Grup liderlerinin, katılımcıların birer birer gruptan ayrılacakları ve bir gün toplantı odasına gelip orada sadece kendilerini bulacakları konusunda korkulu düşüncelerini kontrol etmeleri çok önemlidir. Bu fantazinin tamamen ve tamamen devralmasına izin verilirse, terapist grup üyeleri için terapist olmaktan çıkar. Grubun çalışmalarına daha fazla katılımlarını sağlamak için katılımcıları kandırmaya, baştan çıkarmaya başlayacak.

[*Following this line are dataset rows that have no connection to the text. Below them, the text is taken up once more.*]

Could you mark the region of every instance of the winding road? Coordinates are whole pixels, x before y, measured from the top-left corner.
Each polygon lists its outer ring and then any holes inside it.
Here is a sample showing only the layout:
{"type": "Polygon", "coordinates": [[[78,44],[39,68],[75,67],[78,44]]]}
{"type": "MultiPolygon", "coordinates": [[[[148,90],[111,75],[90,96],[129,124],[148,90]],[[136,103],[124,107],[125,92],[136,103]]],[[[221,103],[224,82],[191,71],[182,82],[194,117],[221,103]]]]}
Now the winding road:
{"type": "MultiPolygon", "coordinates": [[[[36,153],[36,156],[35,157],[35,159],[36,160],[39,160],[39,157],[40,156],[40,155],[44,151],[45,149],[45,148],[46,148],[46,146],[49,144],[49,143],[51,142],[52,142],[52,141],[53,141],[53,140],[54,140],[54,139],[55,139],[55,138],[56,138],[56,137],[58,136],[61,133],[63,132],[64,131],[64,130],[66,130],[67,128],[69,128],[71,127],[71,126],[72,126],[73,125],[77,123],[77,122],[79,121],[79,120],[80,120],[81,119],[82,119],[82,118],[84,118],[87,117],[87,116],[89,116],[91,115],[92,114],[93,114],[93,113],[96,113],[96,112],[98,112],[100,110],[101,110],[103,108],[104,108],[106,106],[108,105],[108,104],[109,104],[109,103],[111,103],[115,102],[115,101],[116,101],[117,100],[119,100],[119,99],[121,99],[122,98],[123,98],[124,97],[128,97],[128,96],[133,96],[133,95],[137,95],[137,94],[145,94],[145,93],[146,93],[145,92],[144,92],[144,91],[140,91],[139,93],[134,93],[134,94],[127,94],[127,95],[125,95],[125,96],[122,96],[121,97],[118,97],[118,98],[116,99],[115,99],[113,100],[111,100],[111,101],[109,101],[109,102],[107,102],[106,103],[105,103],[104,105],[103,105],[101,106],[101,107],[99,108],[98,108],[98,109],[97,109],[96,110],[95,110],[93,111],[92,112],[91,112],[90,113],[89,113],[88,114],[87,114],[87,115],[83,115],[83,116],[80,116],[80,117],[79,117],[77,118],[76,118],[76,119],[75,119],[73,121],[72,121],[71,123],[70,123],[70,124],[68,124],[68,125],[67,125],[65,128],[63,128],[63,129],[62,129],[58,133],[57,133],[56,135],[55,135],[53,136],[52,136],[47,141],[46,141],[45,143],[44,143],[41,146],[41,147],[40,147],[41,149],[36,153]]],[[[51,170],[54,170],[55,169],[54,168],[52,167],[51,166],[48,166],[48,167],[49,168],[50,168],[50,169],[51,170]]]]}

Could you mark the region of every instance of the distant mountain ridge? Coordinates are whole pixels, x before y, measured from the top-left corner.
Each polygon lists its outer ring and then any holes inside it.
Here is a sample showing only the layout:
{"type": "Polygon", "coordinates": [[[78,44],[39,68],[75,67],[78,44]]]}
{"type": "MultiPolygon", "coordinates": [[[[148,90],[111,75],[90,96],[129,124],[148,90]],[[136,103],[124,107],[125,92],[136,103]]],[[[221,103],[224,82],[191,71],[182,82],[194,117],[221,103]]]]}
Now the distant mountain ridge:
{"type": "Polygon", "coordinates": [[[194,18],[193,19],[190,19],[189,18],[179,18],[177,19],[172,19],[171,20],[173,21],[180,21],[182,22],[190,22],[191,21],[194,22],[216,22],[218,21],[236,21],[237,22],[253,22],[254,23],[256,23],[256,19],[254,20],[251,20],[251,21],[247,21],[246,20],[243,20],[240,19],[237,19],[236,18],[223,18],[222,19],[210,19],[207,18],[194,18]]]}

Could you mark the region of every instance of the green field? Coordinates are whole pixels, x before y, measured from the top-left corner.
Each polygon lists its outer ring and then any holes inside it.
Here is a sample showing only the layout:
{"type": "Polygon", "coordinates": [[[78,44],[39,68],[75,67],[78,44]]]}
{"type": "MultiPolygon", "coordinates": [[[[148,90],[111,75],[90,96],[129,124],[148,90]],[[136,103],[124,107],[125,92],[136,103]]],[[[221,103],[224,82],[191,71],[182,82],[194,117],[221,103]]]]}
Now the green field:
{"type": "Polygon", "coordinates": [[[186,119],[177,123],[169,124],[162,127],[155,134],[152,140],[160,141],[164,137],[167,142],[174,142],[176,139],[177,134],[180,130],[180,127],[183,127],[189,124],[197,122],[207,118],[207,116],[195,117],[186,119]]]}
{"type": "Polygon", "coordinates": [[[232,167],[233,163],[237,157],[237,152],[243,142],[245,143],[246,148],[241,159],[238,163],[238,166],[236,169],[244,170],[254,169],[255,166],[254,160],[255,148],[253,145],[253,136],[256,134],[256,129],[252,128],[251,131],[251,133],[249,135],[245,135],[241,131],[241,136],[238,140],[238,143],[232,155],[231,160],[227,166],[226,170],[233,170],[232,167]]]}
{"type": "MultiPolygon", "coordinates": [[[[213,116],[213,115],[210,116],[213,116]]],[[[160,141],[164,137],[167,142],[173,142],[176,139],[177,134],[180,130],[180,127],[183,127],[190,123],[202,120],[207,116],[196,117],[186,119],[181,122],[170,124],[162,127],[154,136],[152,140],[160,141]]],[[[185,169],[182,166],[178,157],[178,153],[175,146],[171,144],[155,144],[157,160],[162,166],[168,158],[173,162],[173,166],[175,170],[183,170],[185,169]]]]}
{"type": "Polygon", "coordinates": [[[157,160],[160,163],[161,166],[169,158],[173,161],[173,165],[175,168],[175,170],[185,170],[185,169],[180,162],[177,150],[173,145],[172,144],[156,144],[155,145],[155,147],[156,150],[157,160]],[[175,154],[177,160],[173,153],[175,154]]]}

Yalom'un sözleri bana tam olarak aktarabilmek için çok önemli görünüyor:

“Kendi kişisel tutumlarımı değiştirerek, terapi katılımcılarının artık gruba katılmayı reddetmemesini sağladım. Ama şimdi katılımcının gruba gitmesini reddediyorum! Terapi katılımcılarından terapi grubundan ayrılmalarını sık sık istediğimi kastetmiyorum. Ancak kişi bir grupta çalışmıyorsa bunu yapmaya oldukça hazırım.”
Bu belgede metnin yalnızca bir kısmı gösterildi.